Learning from dirty categorical data

Most statistical learning algorithms require a numerical feature matrix as input . In the presence of categorical variables in the data, feature engineering is needed to encode the different categories into a suitable feature vector. In controlled data-collection settings, categorical variables are standardized: the set of categories is finite, well-known a priori and categories are mutually exclusive. In this case, the common approach is to use one-hot encoding.

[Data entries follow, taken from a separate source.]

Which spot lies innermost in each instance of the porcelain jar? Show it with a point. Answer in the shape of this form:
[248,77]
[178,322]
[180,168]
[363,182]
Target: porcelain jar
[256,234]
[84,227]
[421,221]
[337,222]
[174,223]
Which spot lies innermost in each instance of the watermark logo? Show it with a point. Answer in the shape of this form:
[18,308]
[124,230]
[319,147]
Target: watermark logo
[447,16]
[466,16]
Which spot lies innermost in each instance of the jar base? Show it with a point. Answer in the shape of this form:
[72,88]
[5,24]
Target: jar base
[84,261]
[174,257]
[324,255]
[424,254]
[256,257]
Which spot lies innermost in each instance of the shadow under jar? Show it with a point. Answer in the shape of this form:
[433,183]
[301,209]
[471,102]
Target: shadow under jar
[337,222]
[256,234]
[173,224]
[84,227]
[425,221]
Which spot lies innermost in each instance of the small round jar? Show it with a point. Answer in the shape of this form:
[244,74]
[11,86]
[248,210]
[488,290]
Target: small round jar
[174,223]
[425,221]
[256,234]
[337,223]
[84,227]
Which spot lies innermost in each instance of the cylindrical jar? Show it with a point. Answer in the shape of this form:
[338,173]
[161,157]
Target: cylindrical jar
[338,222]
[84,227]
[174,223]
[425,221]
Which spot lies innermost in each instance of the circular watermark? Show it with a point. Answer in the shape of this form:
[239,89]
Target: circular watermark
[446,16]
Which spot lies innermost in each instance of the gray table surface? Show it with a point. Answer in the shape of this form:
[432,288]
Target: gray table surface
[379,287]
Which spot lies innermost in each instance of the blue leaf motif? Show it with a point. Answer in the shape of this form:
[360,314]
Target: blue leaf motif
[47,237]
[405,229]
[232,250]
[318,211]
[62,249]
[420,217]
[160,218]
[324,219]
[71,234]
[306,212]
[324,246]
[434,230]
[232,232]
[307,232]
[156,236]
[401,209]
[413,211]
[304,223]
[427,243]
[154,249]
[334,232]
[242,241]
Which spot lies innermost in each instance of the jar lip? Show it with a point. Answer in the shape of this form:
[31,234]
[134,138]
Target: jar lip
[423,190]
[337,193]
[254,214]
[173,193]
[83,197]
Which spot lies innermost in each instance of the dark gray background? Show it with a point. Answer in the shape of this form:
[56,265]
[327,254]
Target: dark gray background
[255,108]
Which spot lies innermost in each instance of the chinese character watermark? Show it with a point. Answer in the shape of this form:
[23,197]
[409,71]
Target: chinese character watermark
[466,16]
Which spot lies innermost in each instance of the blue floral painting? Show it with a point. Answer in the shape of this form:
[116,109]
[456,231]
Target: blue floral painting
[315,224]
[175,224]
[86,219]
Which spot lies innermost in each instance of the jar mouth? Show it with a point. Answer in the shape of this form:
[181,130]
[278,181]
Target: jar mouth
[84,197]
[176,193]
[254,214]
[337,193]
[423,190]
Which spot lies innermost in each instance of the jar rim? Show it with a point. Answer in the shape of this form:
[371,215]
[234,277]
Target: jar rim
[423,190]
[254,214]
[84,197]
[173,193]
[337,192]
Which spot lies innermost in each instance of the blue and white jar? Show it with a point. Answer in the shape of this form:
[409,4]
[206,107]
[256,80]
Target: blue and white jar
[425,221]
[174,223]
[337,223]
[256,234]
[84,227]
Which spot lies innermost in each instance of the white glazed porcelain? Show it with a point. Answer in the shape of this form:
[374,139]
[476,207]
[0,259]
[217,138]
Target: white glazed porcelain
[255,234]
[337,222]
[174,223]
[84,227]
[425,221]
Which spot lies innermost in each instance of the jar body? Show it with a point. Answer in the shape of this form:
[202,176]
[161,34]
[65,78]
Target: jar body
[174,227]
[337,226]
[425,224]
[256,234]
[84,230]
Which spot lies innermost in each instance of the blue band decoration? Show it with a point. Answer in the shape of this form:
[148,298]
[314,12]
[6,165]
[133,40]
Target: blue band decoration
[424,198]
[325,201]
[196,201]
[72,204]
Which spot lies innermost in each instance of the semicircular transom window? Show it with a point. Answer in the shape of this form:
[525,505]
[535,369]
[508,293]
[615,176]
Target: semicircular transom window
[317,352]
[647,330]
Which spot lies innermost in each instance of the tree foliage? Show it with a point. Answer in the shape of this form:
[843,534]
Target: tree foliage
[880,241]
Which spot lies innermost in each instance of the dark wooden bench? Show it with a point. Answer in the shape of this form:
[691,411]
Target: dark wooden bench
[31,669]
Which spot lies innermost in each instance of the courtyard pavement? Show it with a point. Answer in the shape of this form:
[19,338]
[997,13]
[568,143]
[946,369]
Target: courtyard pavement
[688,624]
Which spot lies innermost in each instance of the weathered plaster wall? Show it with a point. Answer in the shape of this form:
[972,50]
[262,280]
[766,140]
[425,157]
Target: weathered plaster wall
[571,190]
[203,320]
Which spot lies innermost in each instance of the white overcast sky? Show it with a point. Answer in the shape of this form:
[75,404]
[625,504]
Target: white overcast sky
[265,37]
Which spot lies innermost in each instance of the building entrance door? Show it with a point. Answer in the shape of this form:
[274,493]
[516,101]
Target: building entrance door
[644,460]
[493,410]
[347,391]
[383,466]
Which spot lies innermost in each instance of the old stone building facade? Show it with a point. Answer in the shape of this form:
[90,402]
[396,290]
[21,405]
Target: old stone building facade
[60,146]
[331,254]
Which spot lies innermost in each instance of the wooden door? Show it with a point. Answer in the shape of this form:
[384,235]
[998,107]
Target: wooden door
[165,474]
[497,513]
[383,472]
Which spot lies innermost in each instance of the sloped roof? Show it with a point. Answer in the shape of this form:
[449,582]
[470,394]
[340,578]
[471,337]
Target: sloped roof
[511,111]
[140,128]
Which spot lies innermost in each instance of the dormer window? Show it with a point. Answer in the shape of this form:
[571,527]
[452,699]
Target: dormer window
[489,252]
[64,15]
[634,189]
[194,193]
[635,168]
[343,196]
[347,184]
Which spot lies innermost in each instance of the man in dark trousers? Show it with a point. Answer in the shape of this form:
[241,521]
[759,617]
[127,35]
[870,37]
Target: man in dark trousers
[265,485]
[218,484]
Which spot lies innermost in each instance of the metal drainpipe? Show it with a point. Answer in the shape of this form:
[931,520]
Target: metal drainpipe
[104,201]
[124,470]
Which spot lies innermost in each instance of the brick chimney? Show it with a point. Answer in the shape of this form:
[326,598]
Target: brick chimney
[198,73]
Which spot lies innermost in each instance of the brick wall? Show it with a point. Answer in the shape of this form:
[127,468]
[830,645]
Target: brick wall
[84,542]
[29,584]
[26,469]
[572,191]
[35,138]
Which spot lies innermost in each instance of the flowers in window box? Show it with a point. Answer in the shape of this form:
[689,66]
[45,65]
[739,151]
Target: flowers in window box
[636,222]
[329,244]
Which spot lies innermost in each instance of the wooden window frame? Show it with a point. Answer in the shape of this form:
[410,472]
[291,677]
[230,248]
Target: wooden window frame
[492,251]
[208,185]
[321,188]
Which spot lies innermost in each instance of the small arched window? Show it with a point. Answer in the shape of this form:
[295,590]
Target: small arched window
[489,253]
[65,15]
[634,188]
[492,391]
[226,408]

On the contrary, many of real-world data contain non-standardized categorical variables, which can arise from a variety of mechanisms: typographical errors, use of special characters, concatenated hierarchical data, etc. From a data-integration point of view, “dirty” categories may be seen as a data cleaning problem, addressed, for instance, with entity resolution. The goal of this project is to study novel methods to represent dirty categories in a robust way in order to perform statistical learning without a data-cleaning step.

One simple approach to solve to this problem is similarity encoding, which creates embeddings based on morphological string similarities. Implementations and examples on learning with dirty categories can be found in the Python package dirty-cat.

This research is supported by the DirtyData project.

 

Using large corpora of neuroimaging studies for brain mapping.

Crawling and structuring Open Data

Machine learning has inspired new markets and applications by extracting new insights from complex and noisy data. However, to perform such analyses, the most costly step is often to prepare the data. It entails correcting input errors and inconsistencies as well as transforming the data into a single matrix-shaped table that comprises all interesting descriptors for all observations to study.

This project aims to explore these concerns using French open data.

Missing Data in the Big Data Era

‘Big data’, often observational and compound, rather than experimental and homogeneous, poses missing-data challenges: missing values are structured, non independent of the outcome variables of interest. Deleting incomplete observations creates at best information losses, at worst warped conclusions due to a selection bias.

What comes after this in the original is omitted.